The anti-imperial sentiment that still exists in certain sections is merely something which atavistically has attained its own autonomy and continues on after the reality has altered.
Thank you, Mr. Fisk, for setting us straight.
This article just shows that even a reputable journalist like Robert Fisk sometimes talks pure nonsense. Part of our country is still under English Crown occupation and the other part of it still operates according to English Common Law, which guarantees the privilage of the very few to the detriment of the great many.
I admire the writings and works of Robert Fisk, particularly his book on Irish neutrality "In Time of War: Ireland, Ulster and the Price of Neutrality 1939-45" and his book on the Middle East, "the Great War For Civilisation" which is big enough to make a good tank obstacle.
However, I have to disagree with his statement that
"Irish men and women must count themselves lucky that they stayed out of the "war on terror", as they did from the 1939-45 conflict."
Ireland has not stayed out of the war on terror. As an expert on neutrality, surely Robert is familiar with The Hague Convention V on Neutrality, and with the significance of allowing over one million troops to pass through Shannon airport on their way to cause the deaths of up to one million Iraqi people.
While I agree with Irish troops serving with UN peacekeeping mission such as UNIFIL in Lebanon, and in East Timor and Liberia, I wonder how does Robert Fisk feel about Irish troops serving in the grey or murky areas of multi-national peace missions such as the EU force in Chad, which is a thinly disguised French support mission for General Idriss Deby's regime of human rights abuse.
Irish neutrality has been a valuable aspect of Irish foreign policy in the past, but it was abandoned on 20 March 2003.
If Fisk had any credibility he would have exercised it on The Late Late with Pat Kenny when given the oppertunity, that Ireland has sold its Neutrality.
You must question a man with such a grasp on international affairs and access to the media about this kink in his logic.
Who questions Fisk? Dunphy and Kenny. Two overpaid bush/blair/bertie loving idiots pretending to be journalists as they give Fisk free reign to spout his propaganda as he fools the gullible.
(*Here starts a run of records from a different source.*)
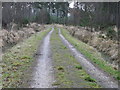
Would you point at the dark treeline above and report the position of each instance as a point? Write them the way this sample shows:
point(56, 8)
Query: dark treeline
point(92, 14)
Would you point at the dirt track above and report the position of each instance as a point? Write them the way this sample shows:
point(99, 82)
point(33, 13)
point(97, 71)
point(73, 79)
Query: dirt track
point(103, 79)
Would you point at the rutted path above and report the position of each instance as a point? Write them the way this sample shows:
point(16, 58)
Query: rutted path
point(43, 71)
point(103, 79)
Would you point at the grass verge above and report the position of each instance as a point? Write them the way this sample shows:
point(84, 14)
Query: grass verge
point(18, 59)
point(91, 54)
point(68, 72)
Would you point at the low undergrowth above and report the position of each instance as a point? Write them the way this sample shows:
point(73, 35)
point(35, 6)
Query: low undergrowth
point(68, 72)
point(18, 59)
point(91, 54)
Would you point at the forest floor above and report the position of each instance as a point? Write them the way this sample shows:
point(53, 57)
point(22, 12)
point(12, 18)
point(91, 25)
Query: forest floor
point(52, 61)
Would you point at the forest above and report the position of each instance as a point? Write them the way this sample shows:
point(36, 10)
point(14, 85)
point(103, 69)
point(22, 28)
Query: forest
point(60, 44)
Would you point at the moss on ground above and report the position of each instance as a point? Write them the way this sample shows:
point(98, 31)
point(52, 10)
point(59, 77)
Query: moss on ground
point(68, 72)
point(91, 54)
point(18, 59)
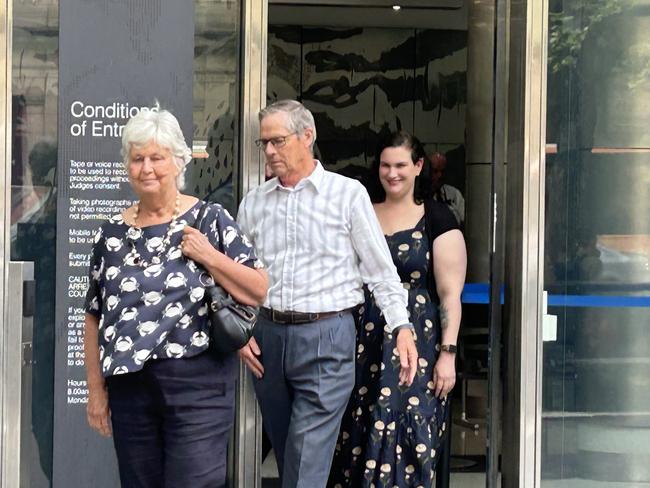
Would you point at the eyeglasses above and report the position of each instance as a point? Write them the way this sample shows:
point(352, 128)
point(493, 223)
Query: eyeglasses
point(275, 141)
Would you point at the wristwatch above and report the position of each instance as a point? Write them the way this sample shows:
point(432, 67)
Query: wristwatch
point(451, 348)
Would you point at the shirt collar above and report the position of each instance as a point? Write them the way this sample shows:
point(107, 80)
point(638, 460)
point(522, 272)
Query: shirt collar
point(315, 179)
He slams Tony Blair and Bush here in Ireland with zero efficacy, and he wont ...'tell the Irish what to do' ...cos 'we brits have been telling you what to do for eight hundred years'...
You are left wondering who pays his wages.
Cael,
Please explain how English Common Law guarantees the privileges of the few in the Irish Republic, (or 26-counties if you prefer) ?
Go raibh maith agat.
By making the right to private property the central plank on which it rests, rather than the good of the people - as the 1916 Proclamation, the Declaration of Independence and the Democratic Program of the First Dáil Eireann does. This is why the tiny Landlord class in Ireland have been able to siphen off the wealth of Ireland and ship it abroad. This is why the so called Celtic Tiger has simply passed over the poorest part of our people - to the point that while 1% of the population own 36% of the usable capital of the nation, 20% of the people, or 750,000 Irish people live on incomes below the standard poverty level of 11,400 euro for a single person or 26,400 for a household of four,
Almost all countries have laws to protect private property and many of these do not share the common law heritage.
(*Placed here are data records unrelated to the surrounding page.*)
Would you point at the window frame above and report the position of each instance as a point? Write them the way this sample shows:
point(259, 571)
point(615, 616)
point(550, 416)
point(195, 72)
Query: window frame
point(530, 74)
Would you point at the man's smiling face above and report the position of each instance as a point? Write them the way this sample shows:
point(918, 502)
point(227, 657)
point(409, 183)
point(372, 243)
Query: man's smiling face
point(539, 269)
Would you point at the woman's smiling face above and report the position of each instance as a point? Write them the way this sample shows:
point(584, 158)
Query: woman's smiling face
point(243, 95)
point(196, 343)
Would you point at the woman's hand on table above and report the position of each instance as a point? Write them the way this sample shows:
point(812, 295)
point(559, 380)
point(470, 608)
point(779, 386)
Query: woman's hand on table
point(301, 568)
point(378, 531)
What countries with high, and increasing, mal-distributions of income have in common is the capitalist system.
But Ireland does have a particularly virulent form of capitalism,-the Anglo-American variety-and countries so afflicted do have very high degrees of income inequality.
One could of course argue that Anglo-American capitalism is a form of imperialism and that far from exorcising its ghost, the people of Ireland experience and suffer really existing imperialism.